Every morning, we compile the links of the day and dump them here… highlighting the big story line. Because there’s nothing quite as satisfying as a good morning dump.
Over the first two games of the series, we have seen Brad Stevens put his faith in 22-year-old Rob Williams III. And it has paid off. Williams in his sparkplug backup role has proven that he can do more than just dunk. He has begun to get a feel for the rhythm of playoff basketball.
That’s an allowance that especially has to be made for the young Williams, who nevertheless has shown great growth since games started in the Orlando bubble. “There’s enough time in between games to work on things,” said Stevens. “I joked about our practice time yesterday, but he spent about 25 minutes after working on the things he needs to be ready for the day. Things will always present themselves – doesn’t mean you’re going to play a perfect game. I think he’s done a lot of good things since he’s been in the bubble.”
The Timelord has been able to up his game by positioning himself better on the defensive end, and knowing his role and executing on the offensive end. Not only that, but he has provided meaningful minutes when the Celtics have been down, especially in the first quarter of Game 2.
Robert Williams checked into Game 2 between the Boston Celtics and Toronto Raptors with 6:25 left in the first quarter and Boston down 15-9. Boston’s had already given up easy transition baskets without much effort to stop the ball, Daniel Theis had already lost Marc Gasol on the slowest backdoor cut of all time, and the defensive rotations weren’t exactly crisp.
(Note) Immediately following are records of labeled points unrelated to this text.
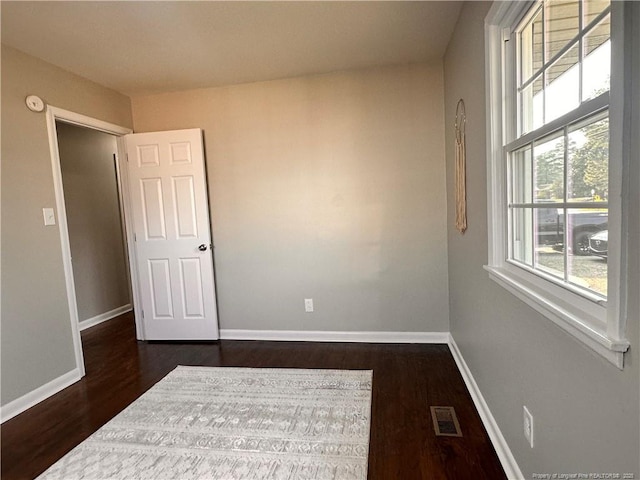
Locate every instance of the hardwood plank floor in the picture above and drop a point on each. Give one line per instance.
(407, 380)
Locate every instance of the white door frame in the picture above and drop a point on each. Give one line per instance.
(54, 114)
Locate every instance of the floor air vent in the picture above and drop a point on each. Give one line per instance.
(445, 422)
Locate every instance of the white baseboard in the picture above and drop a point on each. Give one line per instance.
(331, 336)
(103, 317)
(27, 401)
(509, 464)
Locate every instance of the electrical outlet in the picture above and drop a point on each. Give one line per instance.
(528, 425)
(308, 305)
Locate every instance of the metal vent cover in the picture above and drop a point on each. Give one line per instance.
(445, 422)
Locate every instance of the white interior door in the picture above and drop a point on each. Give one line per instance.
(173, 252)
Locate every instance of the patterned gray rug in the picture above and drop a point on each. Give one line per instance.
(234, 423)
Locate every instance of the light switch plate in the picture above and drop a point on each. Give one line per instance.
(49, 216)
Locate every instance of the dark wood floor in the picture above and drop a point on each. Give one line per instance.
(407, 380)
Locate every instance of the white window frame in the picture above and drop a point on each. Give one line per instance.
(597, 323)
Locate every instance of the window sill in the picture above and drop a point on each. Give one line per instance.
(578, 323)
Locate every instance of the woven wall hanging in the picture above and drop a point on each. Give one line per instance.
(461, 168)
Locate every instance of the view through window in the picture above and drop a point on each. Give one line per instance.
(558, 163)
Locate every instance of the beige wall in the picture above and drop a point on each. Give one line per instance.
(328, 187)
(36, 340)
(100, 268)
(585, 410)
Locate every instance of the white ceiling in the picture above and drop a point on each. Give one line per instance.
(146, 47)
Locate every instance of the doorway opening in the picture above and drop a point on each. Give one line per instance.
(95, 223)
(78, 132)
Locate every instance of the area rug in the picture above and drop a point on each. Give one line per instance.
(234, 423)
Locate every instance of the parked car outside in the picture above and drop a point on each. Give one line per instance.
(599, 243)
(583, 223)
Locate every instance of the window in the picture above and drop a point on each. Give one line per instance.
(554, 89)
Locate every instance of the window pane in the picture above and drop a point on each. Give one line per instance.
(582, 224)
(562, 92)
(532, 99)
(588, 235)
(548, 252)
(521, 168)
(531, 47)
(588, 162)
(596, 69)
(592, 8)
(522, 238)
(548, 165)
(562, 22)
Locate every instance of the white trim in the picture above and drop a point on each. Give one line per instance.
(611, 349)
(36, 396)
(597, 324)
(332, 336)
(103, 317)
(508, 461)
(53, 114)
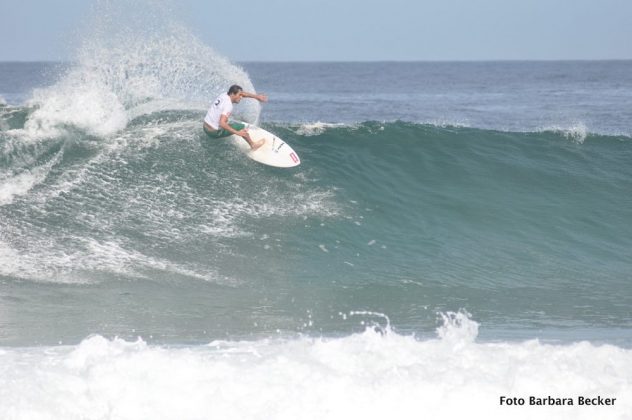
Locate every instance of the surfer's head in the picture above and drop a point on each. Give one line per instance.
(235, 93)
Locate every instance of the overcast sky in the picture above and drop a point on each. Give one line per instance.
(353, 30)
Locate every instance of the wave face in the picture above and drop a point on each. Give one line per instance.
(402, 218)
(149, 272)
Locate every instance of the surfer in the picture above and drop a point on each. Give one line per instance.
(216, 123)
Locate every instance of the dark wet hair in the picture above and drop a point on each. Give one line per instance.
(234, 89)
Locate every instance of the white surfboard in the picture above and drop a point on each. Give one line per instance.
(274, 152)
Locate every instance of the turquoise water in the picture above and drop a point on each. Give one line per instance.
(456, 232)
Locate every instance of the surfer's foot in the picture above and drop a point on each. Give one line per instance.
(256, 145)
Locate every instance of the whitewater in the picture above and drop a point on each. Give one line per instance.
(457, 233)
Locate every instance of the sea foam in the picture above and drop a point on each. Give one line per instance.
(370, 375)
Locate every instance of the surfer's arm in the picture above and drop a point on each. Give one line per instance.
(260, 98)
(223, 123)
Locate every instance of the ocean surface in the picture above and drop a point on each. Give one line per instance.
(456, 232)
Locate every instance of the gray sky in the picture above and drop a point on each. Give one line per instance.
(353, 30)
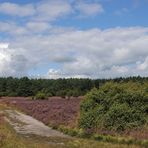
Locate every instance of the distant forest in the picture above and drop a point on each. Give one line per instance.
(60, 87)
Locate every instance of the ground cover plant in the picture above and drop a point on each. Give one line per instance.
(115, 106)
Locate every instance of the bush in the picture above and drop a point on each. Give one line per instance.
(41, 96)
(115, 106)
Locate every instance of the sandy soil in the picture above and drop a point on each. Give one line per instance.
(24, 124)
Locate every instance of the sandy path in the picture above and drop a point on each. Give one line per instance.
(24, 124)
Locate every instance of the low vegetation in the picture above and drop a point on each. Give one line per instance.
(60, 87)
(115, 106)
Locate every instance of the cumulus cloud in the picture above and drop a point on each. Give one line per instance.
(91, 53)
(50, 10)
(89, 9)
(12, 62)
(16, 9)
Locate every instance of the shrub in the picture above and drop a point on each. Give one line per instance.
(115, 106)
(40, 96)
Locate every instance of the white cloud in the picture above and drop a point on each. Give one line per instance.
(37, 26)
(143, 66)
(51, 10)
(17, 10)
(89, 9)
(81, 53)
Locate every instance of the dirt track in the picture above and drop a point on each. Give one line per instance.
(24, 124)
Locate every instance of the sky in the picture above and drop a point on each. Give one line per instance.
(73, 38)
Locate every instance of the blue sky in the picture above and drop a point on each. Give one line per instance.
(73, 38)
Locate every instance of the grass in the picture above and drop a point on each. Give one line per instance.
(10, 139)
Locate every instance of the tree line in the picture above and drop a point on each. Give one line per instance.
(60, 87)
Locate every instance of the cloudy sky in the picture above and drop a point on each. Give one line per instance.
(73, 38)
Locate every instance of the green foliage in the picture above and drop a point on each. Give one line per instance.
(41, 96)
(115, 106)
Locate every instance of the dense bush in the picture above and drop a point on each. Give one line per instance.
(115, 106)
(40, 96)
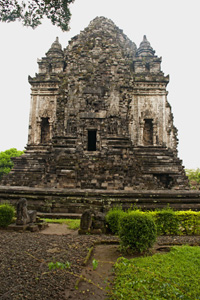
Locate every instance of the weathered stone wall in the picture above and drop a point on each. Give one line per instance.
(76, 201)
(100, 118)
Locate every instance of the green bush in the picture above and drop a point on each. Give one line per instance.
(189, 222)
(167, 222)
(137, 231)
(173, 276)
(7, 213)
(112, 218)
(6, 163)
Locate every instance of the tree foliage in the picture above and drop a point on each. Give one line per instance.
(31, 12)
(6, 163)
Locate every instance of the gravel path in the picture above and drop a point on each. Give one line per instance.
(24, 259)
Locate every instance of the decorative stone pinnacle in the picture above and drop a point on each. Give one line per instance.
(145, 48)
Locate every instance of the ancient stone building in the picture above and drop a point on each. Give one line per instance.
(100, 118)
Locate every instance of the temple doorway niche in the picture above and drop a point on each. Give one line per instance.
(165, 180)
(92, 140)
(148, 132)
(45, 130)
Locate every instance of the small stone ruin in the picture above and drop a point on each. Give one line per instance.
(100, 118)
(92, 222)
(26, 219)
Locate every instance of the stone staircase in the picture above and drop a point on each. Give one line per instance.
(163, 164)
(29, 169)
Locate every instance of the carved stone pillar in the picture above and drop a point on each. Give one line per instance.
(37, 138)
(141, 133)
(154, 133)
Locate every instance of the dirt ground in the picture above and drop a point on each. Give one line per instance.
(24, 258)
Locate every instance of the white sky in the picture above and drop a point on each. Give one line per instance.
(172, 27)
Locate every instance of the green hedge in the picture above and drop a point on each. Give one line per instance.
(189, 222)
(112, 218)
(137, 231)
(7, 213)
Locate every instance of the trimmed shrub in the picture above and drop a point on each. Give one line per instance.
(7, 213)
(112, 218)
(137, 231)
(167, 222)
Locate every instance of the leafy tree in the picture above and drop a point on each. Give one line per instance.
(194, 177)
(6, 163)
(31, 12)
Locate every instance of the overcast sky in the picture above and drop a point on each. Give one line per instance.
(172, 27)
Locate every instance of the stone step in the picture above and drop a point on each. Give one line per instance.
(58, 215)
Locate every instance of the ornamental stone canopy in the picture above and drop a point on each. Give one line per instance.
(100, 118)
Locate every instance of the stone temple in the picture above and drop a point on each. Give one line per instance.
(100, 118)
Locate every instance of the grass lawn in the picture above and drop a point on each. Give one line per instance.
(175, 275)
(71, 223)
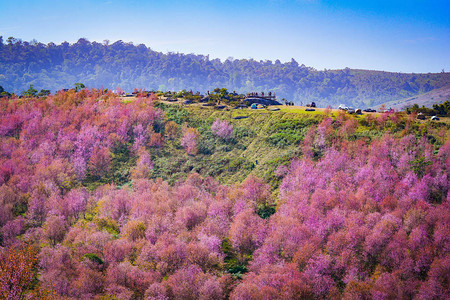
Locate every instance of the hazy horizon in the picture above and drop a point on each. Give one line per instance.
(391, 36)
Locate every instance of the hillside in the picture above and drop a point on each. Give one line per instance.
(106, 198)
(436, 96)
(119, 64)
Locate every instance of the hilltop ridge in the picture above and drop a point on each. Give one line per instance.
(120, 64)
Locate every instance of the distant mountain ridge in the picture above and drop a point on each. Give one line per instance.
(129, 66)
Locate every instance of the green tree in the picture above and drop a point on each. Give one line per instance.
(79, 86)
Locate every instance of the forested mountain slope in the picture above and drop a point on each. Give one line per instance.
(102, 198)
(131, 66)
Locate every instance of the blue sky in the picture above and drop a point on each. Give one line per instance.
(400, 36)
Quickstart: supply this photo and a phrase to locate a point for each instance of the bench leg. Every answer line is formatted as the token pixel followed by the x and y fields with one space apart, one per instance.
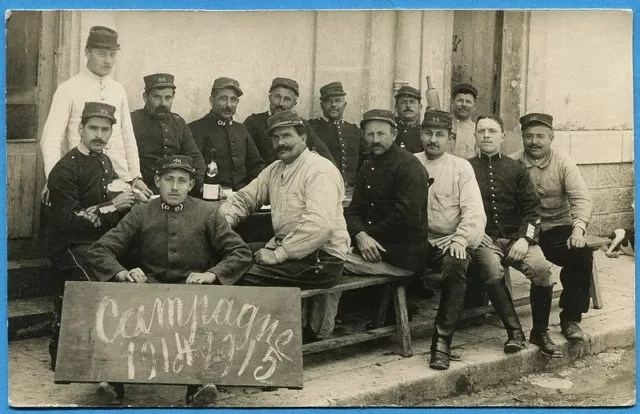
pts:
pixel 594 290
pixel 381 312
pixel 402 320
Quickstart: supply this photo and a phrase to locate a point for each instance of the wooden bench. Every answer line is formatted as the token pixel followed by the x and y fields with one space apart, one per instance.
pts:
pixel 394 290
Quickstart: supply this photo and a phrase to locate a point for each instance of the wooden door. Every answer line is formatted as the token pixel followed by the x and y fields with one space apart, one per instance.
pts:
pixel 476 56
pixel 29 86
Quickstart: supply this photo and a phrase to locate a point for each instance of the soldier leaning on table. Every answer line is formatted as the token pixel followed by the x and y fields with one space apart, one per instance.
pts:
pixel 160 230
pixel 81 207
pixel 305 191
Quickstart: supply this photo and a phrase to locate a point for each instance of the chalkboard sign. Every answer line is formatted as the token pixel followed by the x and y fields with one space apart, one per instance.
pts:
pixel 180 334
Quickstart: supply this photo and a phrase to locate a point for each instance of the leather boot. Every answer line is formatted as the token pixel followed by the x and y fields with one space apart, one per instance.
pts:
pixel 541 297
pixel 451 303
pixel 503 305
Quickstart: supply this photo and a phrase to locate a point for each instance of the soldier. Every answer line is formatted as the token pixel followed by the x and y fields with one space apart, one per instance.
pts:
pixel 82 209
pixel 93 84
pixel 387 218
pixel 512 207
pixel 161 229
pixel 456 226
pixel 283 96
pixel 235 152
pixel 161 133
pixel 343 139
pixel 463 105
pixel 566 211
pixel 311 241
pixel 408 107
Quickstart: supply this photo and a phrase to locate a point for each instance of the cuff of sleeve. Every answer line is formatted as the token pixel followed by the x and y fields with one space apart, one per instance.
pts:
pixel 461 240
pixel 106 208
pixel 580 224
pixel 281 254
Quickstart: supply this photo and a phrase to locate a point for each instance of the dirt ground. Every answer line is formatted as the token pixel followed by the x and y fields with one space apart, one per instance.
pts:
pixel 604 380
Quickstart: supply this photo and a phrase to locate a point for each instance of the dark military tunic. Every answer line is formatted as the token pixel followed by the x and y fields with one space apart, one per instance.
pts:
pixel 81 210
pixel 390 204
pixel 345 142
pixel 162 137
pixel 509 197
pixel 173 242
pixel 409 135
pixel 257 126
pixel 236 154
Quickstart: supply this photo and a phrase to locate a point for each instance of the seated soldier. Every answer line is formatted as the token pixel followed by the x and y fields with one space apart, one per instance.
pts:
pixel 81 208
pixel 387 217
pixel 305 192
pixel 160 230
pixel 456 226
pixel 513 211
pixel 565 214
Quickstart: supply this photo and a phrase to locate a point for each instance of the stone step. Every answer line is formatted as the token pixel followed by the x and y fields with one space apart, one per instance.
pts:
pixel 29 278
pixel 29 318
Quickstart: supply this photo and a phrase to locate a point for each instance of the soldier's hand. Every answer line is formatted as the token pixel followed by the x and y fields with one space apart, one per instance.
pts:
pixel 456 250
pixel 140 185
pixel 124 200
pixel 137 276
pixel 369 248
pixel 206 278
pixel 44 196
pixel 519 250
pixel 265 257
pixel 576 240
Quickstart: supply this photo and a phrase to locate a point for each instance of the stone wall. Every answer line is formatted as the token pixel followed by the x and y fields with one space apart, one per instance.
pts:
pixel 611 187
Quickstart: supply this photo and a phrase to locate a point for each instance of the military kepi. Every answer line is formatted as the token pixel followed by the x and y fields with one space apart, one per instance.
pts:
pixel 437 119
pixel 464 88
pixel 286 83
pixel 223 83
pixel 180 162
pixel 378 115
pixel 408 91
pixel 536 118
pixel 103 38
pixel 99 110
pixel 159 80
pixel 284 118
pixel 331 89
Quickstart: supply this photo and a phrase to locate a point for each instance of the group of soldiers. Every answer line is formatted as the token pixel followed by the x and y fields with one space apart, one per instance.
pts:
pixel 417 201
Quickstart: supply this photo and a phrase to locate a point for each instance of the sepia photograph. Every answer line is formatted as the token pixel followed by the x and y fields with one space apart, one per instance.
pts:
pixel 356 208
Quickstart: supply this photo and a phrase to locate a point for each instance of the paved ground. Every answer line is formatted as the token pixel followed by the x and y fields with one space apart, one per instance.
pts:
pixel 374 374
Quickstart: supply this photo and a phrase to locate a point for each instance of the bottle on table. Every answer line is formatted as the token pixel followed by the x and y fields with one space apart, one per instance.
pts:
pixel 211 187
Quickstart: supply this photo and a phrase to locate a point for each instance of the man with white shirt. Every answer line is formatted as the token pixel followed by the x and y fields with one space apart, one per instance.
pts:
pixel 305 191
pixel 93 84
pixel 456 226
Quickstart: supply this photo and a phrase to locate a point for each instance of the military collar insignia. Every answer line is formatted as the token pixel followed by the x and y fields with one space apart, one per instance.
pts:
pixel 167 207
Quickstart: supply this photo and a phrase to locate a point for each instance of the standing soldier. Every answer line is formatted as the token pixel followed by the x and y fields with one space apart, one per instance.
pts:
pixel 161 133
pixel 283 96
pixel 343 139
pixel 463 105
pixel 235 152
pixel 408 107
pixel 93 84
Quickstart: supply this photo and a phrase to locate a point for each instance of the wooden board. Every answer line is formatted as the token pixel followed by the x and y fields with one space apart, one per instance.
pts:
pixel 180 334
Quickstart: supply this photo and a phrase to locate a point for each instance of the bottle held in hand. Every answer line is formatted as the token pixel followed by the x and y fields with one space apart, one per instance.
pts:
pixel 211 188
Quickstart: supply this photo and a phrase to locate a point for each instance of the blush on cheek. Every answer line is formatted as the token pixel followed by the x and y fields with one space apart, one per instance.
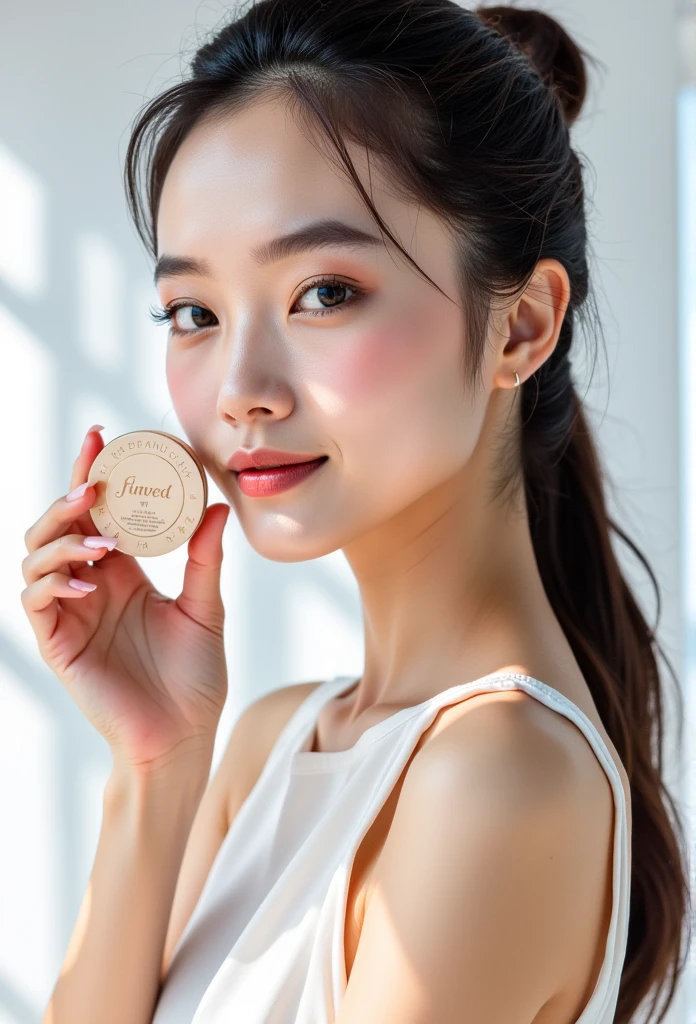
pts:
pixel 375 360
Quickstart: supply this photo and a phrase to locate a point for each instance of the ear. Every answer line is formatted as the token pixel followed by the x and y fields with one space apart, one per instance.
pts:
pixel 530 327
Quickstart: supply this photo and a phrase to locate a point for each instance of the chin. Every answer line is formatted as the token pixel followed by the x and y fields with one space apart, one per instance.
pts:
pixel 281 539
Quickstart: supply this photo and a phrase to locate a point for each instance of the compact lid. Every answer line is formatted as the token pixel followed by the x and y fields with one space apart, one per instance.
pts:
pixel 151 492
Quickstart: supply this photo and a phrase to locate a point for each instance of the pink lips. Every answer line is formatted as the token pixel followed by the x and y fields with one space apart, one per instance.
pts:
pixel 264 482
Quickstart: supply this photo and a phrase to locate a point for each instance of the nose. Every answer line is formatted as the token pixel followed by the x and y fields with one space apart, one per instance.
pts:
pixel 254 385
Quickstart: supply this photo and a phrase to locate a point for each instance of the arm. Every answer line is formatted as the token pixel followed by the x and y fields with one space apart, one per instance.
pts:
pixel 484 902
pixel 112 969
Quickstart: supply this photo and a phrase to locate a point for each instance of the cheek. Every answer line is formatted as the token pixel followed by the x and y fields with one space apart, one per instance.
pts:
pixel 191 389
pixel 375 364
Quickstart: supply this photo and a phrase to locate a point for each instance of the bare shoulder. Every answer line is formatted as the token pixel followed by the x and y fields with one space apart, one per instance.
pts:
pixel 510 751
pixel 517 731
pixel 253 737
pixel 494 867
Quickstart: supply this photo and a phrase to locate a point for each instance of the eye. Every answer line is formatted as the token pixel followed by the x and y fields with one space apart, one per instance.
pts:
pixel 170 314
pixel 325 295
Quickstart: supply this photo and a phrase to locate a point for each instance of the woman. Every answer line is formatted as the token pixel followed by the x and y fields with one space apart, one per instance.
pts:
pixel 370 229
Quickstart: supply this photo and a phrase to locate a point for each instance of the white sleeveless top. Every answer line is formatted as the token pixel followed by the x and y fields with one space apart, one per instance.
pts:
pixel 264 943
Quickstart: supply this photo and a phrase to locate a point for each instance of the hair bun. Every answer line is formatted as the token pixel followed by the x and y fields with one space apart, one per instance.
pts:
pixel 556 56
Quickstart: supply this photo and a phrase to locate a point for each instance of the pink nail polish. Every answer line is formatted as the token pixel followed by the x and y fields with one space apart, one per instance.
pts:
pixel 81 585
pixel 100 542
pixel 78 493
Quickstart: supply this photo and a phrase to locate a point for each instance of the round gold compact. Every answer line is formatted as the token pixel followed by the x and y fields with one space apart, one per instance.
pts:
pixel 151 492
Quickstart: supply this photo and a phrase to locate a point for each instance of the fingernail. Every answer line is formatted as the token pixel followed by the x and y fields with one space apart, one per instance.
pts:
pixel 81 585
pixel 78 493
pixel 100 542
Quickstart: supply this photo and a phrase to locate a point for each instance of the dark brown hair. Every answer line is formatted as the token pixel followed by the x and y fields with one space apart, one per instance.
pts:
pixel 471 111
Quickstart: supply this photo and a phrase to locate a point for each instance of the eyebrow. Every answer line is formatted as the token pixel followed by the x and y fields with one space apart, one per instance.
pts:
pixel 319 233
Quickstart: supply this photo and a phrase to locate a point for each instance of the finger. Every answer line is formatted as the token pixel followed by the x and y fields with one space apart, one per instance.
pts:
pixel 201 593
pixel 58 555
pixel 40 601
pixel 60 517
pixel 91 446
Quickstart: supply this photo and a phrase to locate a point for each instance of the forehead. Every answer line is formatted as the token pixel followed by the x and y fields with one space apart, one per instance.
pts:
pixel 256 170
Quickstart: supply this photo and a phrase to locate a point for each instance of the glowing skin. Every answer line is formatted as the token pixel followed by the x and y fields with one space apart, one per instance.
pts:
pixel 448 582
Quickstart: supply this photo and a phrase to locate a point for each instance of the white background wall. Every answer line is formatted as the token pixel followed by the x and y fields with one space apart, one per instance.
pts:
pixel 79 348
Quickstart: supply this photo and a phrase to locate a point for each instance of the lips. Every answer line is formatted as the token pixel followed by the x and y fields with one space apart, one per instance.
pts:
pixel 267 481
pixel 263 458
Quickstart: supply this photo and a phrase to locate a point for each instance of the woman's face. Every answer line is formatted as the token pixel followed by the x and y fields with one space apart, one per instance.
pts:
pixel 364 369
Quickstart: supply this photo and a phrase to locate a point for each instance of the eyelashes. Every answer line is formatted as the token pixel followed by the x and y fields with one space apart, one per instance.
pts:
pixel 333 284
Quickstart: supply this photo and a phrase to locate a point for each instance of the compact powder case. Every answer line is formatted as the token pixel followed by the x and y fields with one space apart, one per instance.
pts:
pixel 151 492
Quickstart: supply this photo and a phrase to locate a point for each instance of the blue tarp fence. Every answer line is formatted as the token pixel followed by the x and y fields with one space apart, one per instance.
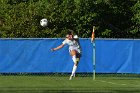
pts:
pixel 35 56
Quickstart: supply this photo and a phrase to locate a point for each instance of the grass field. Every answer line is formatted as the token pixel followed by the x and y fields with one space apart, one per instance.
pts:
pixel 49 84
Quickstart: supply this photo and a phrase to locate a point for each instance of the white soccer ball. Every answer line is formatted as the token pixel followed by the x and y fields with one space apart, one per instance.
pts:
pixel 44 22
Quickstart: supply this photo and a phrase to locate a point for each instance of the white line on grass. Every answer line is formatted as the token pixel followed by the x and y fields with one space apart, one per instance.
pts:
pixel 122 84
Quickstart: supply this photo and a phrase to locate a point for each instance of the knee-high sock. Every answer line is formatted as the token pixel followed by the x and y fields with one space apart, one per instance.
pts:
pixel 74 70
pixel 74 66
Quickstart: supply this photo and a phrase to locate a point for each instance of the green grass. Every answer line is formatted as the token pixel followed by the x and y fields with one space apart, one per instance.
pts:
pixel 46 84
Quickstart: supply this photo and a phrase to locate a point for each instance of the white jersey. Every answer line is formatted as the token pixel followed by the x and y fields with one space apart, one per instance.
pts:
pixel 73 45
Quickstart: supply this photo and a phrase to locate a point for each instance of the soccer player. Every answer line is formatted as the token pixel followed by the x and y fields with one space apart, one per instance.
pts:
pixel 74 49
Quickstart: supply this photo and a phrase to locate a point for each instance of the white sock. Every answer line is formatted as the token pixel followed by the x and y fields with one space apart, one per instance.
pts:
pixel 74 58
pixel 74 70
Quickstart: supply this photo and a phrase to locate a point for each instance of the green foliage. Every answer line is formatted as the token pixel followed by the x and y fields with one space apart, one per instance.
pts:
pixel 112 18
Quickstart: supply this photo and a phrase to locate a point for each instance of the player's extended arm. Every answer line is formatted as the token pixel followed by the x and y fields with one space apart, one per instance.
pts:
pixel 59 47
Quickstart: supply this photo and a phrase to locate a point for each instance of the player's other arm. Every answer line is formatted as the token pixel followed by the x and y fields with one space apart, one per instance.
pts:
pixel 57 48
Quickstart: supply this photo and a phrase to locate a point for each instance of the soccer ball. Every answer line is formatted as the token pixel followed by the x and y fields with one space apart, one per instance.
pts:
pixel 44 22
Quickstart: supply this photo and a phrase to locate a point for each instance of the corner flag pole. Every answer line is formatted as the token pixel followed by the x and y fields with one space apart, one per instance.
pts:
pixel 93 42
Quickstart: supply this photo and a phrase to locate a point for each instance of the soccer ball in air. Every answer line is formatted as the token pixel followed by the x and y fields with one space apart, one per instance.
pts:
pixel 44 22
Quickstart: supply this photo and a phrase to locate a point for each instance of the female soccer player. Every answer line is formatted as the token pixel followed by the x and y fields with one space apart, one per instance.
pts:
pixel 74 49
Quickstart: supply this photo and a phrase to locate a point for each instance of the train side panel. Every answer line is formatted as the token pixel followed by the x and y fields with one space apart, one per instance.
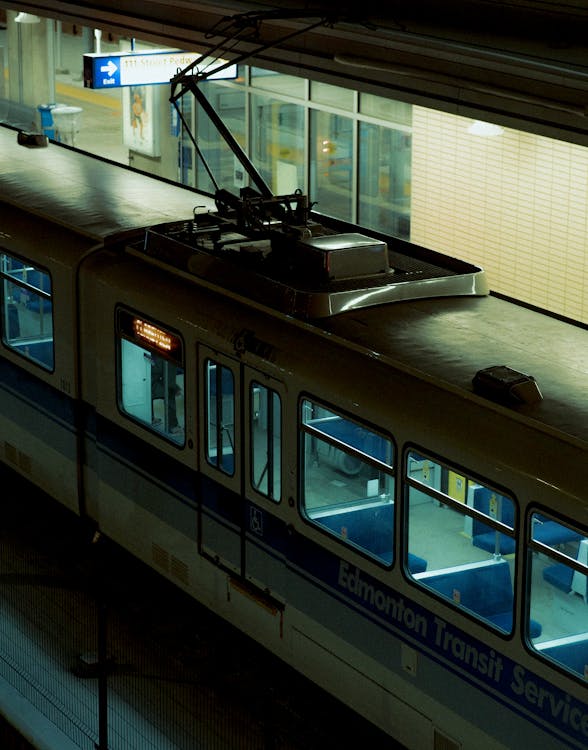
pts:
pixel 38 363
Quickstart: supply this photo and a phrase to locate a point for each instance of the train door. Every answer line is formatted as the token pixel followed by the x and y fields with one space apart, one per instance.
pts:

It’s impossible to quantify the butterfly effect in sports. Robert Williams may exist in multiple dimensions, but the rest of us do not. We only saw Williams come in with the Celtics down six and then start the second quarter tied after he hit all five of his shots.
Marcus Smart has deservingly received high praise due to his phenomenal performance in the fourth quarter, but Williams’ impact has certainly turned some heads. He provides a mismatch in the second unit that the Raptors have not seemed to have an answer for, and by scoring double figures in each of the first two games of this series, he is now viewed as a legitimate threat.
Having the uber-athletic Williams matched up with the slower-footed Gasol might be a big enough caution flag for Toronto head coach Nick Nurse to bypass making that change and look to make another adjustment elsewhere.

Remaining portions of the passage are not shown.